Staying with old friends
Denzil describes the joys, emotions and feelings of staying with an old friend.
Most of the friends I grew up with live-in faraway places, in Various parts of Australia, the USA, Canada, the European Union, Asia and Sri Lanka, where I was raised.
Our friendships were formed when we had nothing but youthful gusto. Our beginnings were simple. We have a common heritage growing up on an island.
We naturally bond with our old pals wherever we are irrespective of status, wealth, or life status; married, divorced or single.
To stay with an old friend is a privilege. You come to know them again, which evokes excellent memories and old alliances of bygone days. To stay with an old friend is to stay with them and among their families, their things, and encompassing their exterior elements.
When I stay at a friend’s home, I observe many things about them. In my friend’s guest room, I observe the uniqueness of the bed furniture, linen, pillows, curtains, and blinds. I watch whether the colour palette is warm, cool, pastel, diverse or bold. Then I notice the rugs, carpets, side tables, table lamps, and other things around the bedroom. Some of my friends have many things they could have disposed of ages ago but are hanging onto, for old times' sake. Is it nostalgia or a habit of the baby boomer generation?

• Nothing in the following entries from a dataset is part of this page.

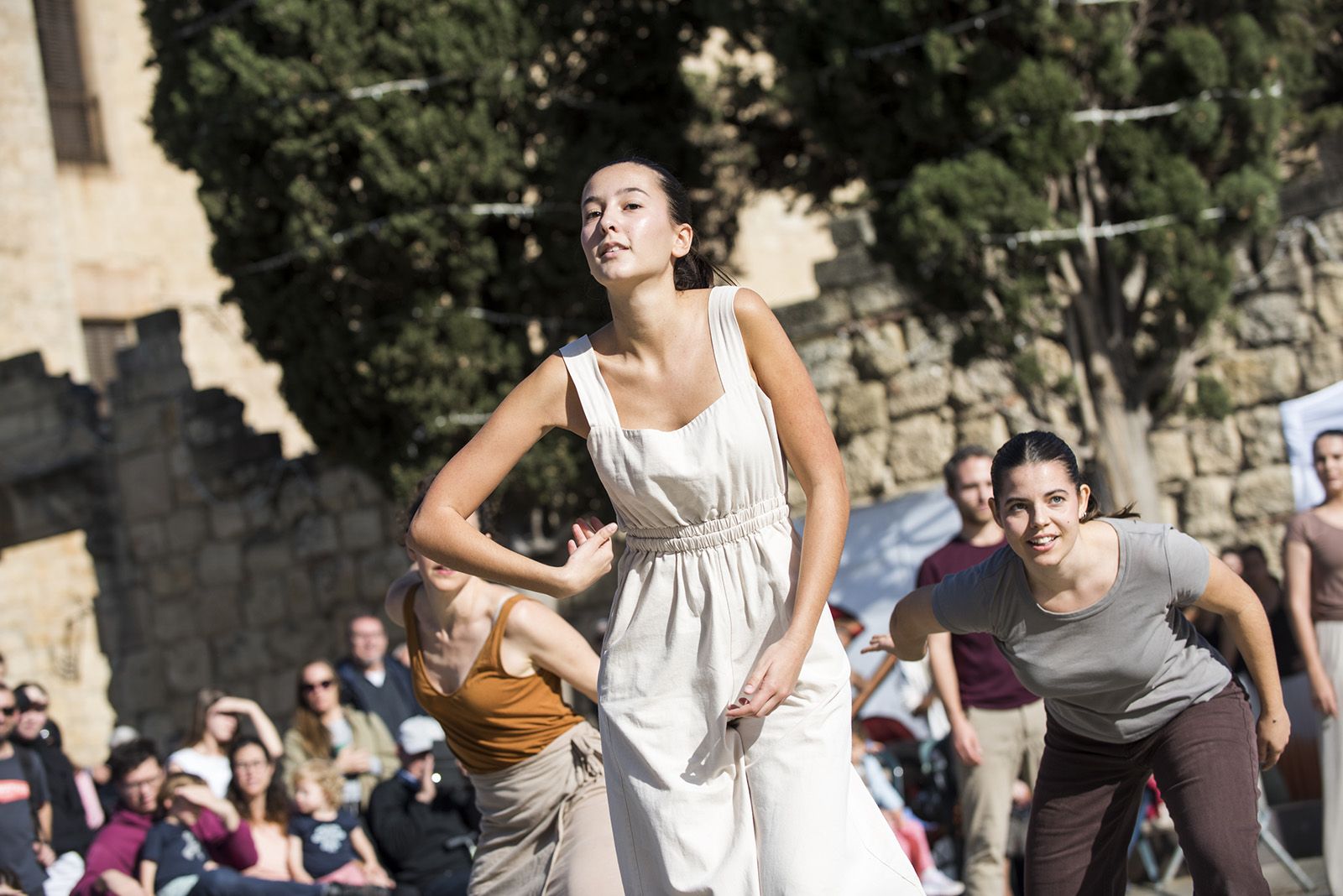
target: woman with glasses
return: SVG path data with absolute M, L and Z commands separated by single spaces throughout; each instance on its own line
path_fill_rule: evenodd
M 201 688 L 196 692 L 187 746 L 169 754 L 168 771 L 184 771 L 203 778 L 210 790 L 223 798 L 234 774 L 228 767 L 228 747 L 238 735 L 239 716 L 251 720 L 266 752 L 279 758 L 283 750 L 279 732 L 255 700 L 231 697 L 219 688 Z
M 336 669 L 314 660 L 298 673 L 298 708 L 285 732 L 285 769 L 309 759 L 330 759 L 345 775 L 342 802 L 353 811 L 368 806 L 379 781 L 396 774 L 396 744 L 376 715 L 341 706 Z M 286 771 L 286 775 L 290 774 Z M 286 781 L 293 786 L 291 781 Z
M 275 775 L 275 759 L 257 738 L 242 736 L 228 748 L 228 802 L 251 828 L 257 864 L 244 877 L 291 880 L 289 876 L 289 794 Z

Looking at their things, I get a glimpse of their lifestyle. I make out the part of their life that I was not part of. I met my friends in my late teenage years and did not know their partners like the way I knew my friends. I get a glimpse of his partner from my surroundings. These colour aberrations and things make me curious about their choices. Is my friend now a conservative type or still radical like he was back in the day? What was his transformation like in the intervening years? I try to decipher what I observe around me.
I borrowed their ordinariness for a few days while staying with my friends. When visiting them, I live with their joys, sorrows, loneliness, and togetherness when I stay with them.
In their living rooms, I feel their stuff. Their plants, wall pictures, family photos, creative décor and wall hangings tell a story about them. I see their furniture. Are they period furniture or contemporary? Are they minimalists or maximalists?
With their TV and multimedia equipment, I get an idea of their media consumption. If their HiFi equipment is jaded, they are hanging onto old technologies. If their TV is on constantly, they watch news channels 24 x 7. Perhaps they watch right-wing media like SkyNews. Do they watch Sri Lankan channels? Then they still have the Sri Lankan in them. Do they watch Netflix or Prime instead?
In their kitchen, I view their culinary habits and eating routines. Is their kitchen equipment scattered around the kitchen or stored inside pantry cupboards? What does their butler’s pantry look like? Are they Costco fans with a pantry filled to the brim? Or do they buy what they need, or do they buy what they want?
Looking at their wardrobe and things, it is easy to determine if they are fashion hoarders. Are they environment-friendly or environment wreckers? I see their fashion sense from their clothes and glimpses of their wardrobes. Are they contemporary fashionists or dressing like men and women of mature age?
This stuff is what holds people together. It is how I will remember them from now onwards. I try to reconcile my past friend with my present friend. There are severe contrasts and similarities between the past to the present.
When I get up in the morning, I see and feel my friend’s stuff around me. It does reinvigorate me. I feel I am now a bit of them. I feel closer to them.
I eat their breakfast the way they make it. It could be all laid on their dining table. This is nice and wholesome. We talk about the days gone by. They talk about their children, where they work, and their grandchildren. They talk about mutual friends and relatives now dispersed worldwide and left behind in Sri Lanka.
You cannot get that conversation experience on a phone call. Face-to-face in their familiar settings, you feel intimate. You feel more open, honest, and robust. You feel more connected.
They take me to their garage in readiness for a trip outdoors. I see their cars. An SUV tells me that they could be more adventurous. A performance, a sports car or a vintage car in their garage means my friend still has his mojo. A traditional sedan tells me that they could be a bit conservative. An electric vehicle tells me that they are eco-friendly and climate change champions.
We head to town, passing beautiful landscapes, waterways, and bridges. I see their surroundings, suburbia and shopping malls. I get a glimpse of their shopping habits and outdoor activities.
They take great trouble making my meals, often cooking traditional Sri Lankan recipes. It amazes me how in foreign lands thousands of kilometres away from the original homeland, they could turn up a traditional Lankan meal for an old friend. They take elaborate steps to make them, spending hours. Finally, my friend opens a single malt whiskey. I must be bringing joy to them. This is one way we can celebrate the soil we grew up on.
I feel good staying with an old friend. But the ultimate and unavoidable act of leaving my friends makes me sad, knowing that my short rendezvous with my friend is ending. When I visited them, I knew it was going to be short-lived. You leave with a closeness that has gone up a notch in your relationship with them. I could stay with them only for a few days, and a bit of despair descends on my friend and me, thinking of our early relationship and uncertainty about when we may see each other again. Knowing that with new chat tools, a video call is only a button away makes leaving a bit less painful.
Staying with an old friend is a joy, one without measure.